# Getting across the tracks.



## dorrdon (Jun 26, 2012)

Probably a stupid question, but the way my yard is setup, and the track plan I’m trying to implement, makes it necessary to move people and things across the tracks. Things like a lawnmower and a laden wheel barrow. A laden wheelbarrow is too heavy to just roll across the tracks without damaging them, or lift it over. What solutions have others come up with for this?


----------



## Greg Elmassian (Jan 3, 2008)

embedding in concrete, wood around it.

Remember though that track is pretty sturdy with force applied directly down on it:


----------



## David Leech (Dec 9, 2008)

Is it possible for you to have a section of your track lower that the ground either side so that you can lay something over the tracks, but not touching?
Or even have it go into a tunnel so that you can take stuff over the tunnel?
Or if the track is above ground level anywhere, have a removable bridge section?
Or is your yard just 'flat'?
I'm sure that you will find a way.
All the best,
David Leech, Delta, Canada


----------



## Semper Vaporo (Jan 2, 2008)

Do what the big boys do. Create a "grade crossing"... trench a length where the track will go, lay a good foundation and set the track on it and add hard surfacing on both sides and between the rails to the level of the top of the rail, but leave a flangeway on the inside edge of each rail.
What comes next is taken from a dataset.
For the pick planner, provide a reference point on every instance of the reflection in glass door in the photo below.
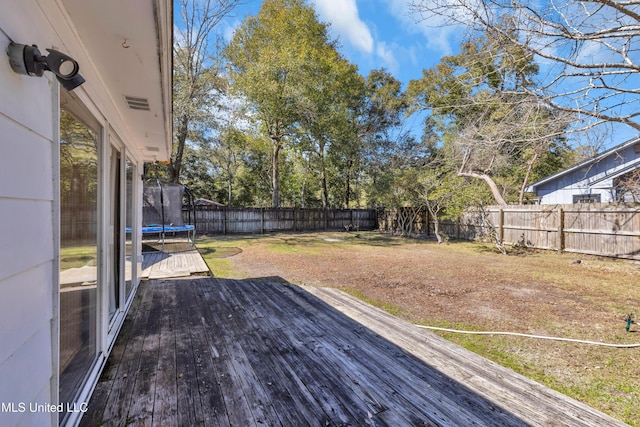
(114, 262)
(79, 187)
(130, 263)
As Greg's photo shows, with a good foundation, an elephant can stand on it... BUT a wee tyke could rip the track up if he/she were to trip over the track. Hitting the rail from the side with a small wheeled vehicle might displace the rail/track... even rip the rail off the ties. It will need supported from the sides more than on the bottom and the best way to keep something from hitting the rails from the side is to build up the surrounding surface to the level of, or a wee bit above the top of the rail.
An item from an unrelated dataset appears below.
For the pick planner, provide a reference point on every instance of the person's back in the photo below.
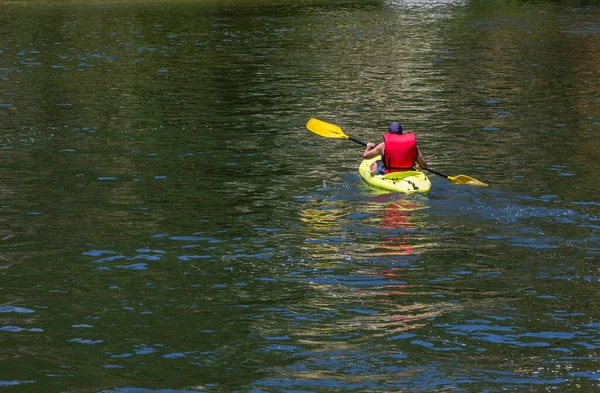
(398, 150)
The foundation could be just a pressure treated 1x6 board or concrete pavers or bricks. The top of the base should be below the grade by the height of the track (ties plus rail), unless you want to have a ramp up and down to cross the track.


----------



## dorrdon (Jun 26, 2012)

Thanks for the responses.


----------



## Postalbiker (May 23, 2014)

you could try cutting a dado into a 2X6 that fits over the track,,


----------



## backyardRR (Aug 14, 2012)

I had a similar issue where I needed to get things like lawn mowers, wheelbarrows, etc. from my shed, across my backyard, and into the front of the house. This meant crossing the RR twice. Not wanting to spend a lot of money on commercial products I chose a cheap and dirty solution.
First, 3 inches of paver base followed by 8x16 pavers level with the track base. The track is placed on the pavers and I then used PVC slats from an old blind, painted grey and held in place with silicone caulk.
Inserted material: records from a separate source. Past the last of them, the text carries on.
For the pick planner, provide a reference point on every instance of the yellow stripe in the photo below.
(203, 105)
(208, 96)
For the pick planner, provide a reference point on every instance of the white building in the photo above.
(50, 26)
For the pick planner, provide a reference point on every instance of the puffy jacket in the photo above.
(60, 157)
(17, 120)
The slats are about the same height as the rail. The caulk is applied only to the pavers on the side and only to the track between the rails. This allows for movement of the track along it's length. I suppose any non-degradable material could be used instead of the blind slats.
Hope this helps.


----------



## dorrdon (Jun 26, 2012)

Awesome! - I like it. Thanks for sharing.


----------



## Daniel Peck (Mar 31, 2009)

Look here


----------



## s-4 (Jan 2, 2008)

I had a major crossing on my new layout....
The main pedestrian pathway actually crossed over 3 tracks. To avoid the risk of damage and tripping, i've built a bridge over the tracks 32in wide, 60in long, and 12in above the rails. The crossing is located on a slope, so one side of the pedestrian bridge approach was quite easy to fill. The other side required much more fill, as it now combines the natural slope and the elevation drop from the bridge. This side has both a rampway for wheelbarrows and also a few steps which branch off to the side for walkers.


----------



## mgilger (Feb 22, 2008)

I use the following methods for my walkways. It's been in place 9 years and have never had a problem with track being damaged. The track is placed just below the level of the top of the brick. I have a large lawn & garden tractor that regularly has to cross the main entrance.



















Regards,
Mark
http://mmg-garden-rr.webs.com/


----------



## White Deer RR (May 15, 2009)

I did something similar to mgilger above, although with two tracks. My track at that point is 332 SS Aristo, and I have repeatedly rolled heavy things over it for around six years. I think the key is to make sure the track is well supported, in my case by ballast, and as noted keep the track level slightly lower than the pavers/sidewalk. 

Plus it's funny to watch visitors carefully step over the track, and then roll a fully laden yard recycling cart over it. ;-)


----------



## sharpn (Apr 30, 2012)

I needed to run track across the front of the Garage and drive the car across it. I couldn't lower the track into the concrete, so I raised the area alongside and between the lines using rubber tiles, glued to rubber backing on top of the concrete. The tops of the tiles are flush with the rail tops.
These are the sort of tiles used around swimming pools and in play areas. They come in 500mm squares and can be easily cut to size with a jigsaw.
I then lay rubber mats across the tracks to take the wheels of the car. [not shown in pic] When I want to run the trains, I just lift the mats off. The mat in the background of the second picture is similar to the 2 that I lay across the tracks in front of the garage. Works very well.

Click on the pics for larger view.


----------



## jimtyp (Jan 2, 2008)

If you don't have the time or tools to build something you can look at what Split Jaw has:

http://www.railclamp.com/#!/~/category/id=3572110&offset=0&sort=normal


----------



## cape cod Todd (Jan 3, 2008)

I have a few spots where foot and wagon traffic go over. 
One is on a step off a deck and I took the 5 quarter decking by 36" piece of PT wood I used for steps and routed out a groove for the track with ties to fit in. The rails are level with the unrouted sides.
Not far away is a lift out bridge where I built a U shaped girder bridge out of wood with the track just sticking out of the ends. This 1/8th of track stickign out sits on track joiners that I cut the edges off. 
Another spot of track about 4' long is recessed into a PT 2x4 structure that is glued and screwed and shaped like a U. This one is at ground level for foot traffic, wagon and lawnmower to go over. 
If you support the code 332 track properly it will take alot of abuse.


----------



## fyrekop (Sep 20, 2011)

I used the Split Jaw solution that Jim mentioned a couple of posts above this one. I had to dado out the people bridge but it wasn't hard. So far, people and wheel barrows full of dirt haven't been an issue. Give them a call and they'll do a custom fit.
For some unknown reason photo-bucket isn't letting me do copy paste this morning but there are several pic's of the "walk-on track" in my thread in Track, and Trestle forum 

http://forums.mylargescale.com/16-t...bed/25868-beginner-s-site-southern-az-27.html

Have fun


----------



## Greg Elmassian (Jan 3, 2008)

I'm planning on getting the split jaw solution, have some double track just outside a door to the house... how did you like the quality of the product, and what color plastic did you get?

Greg


----------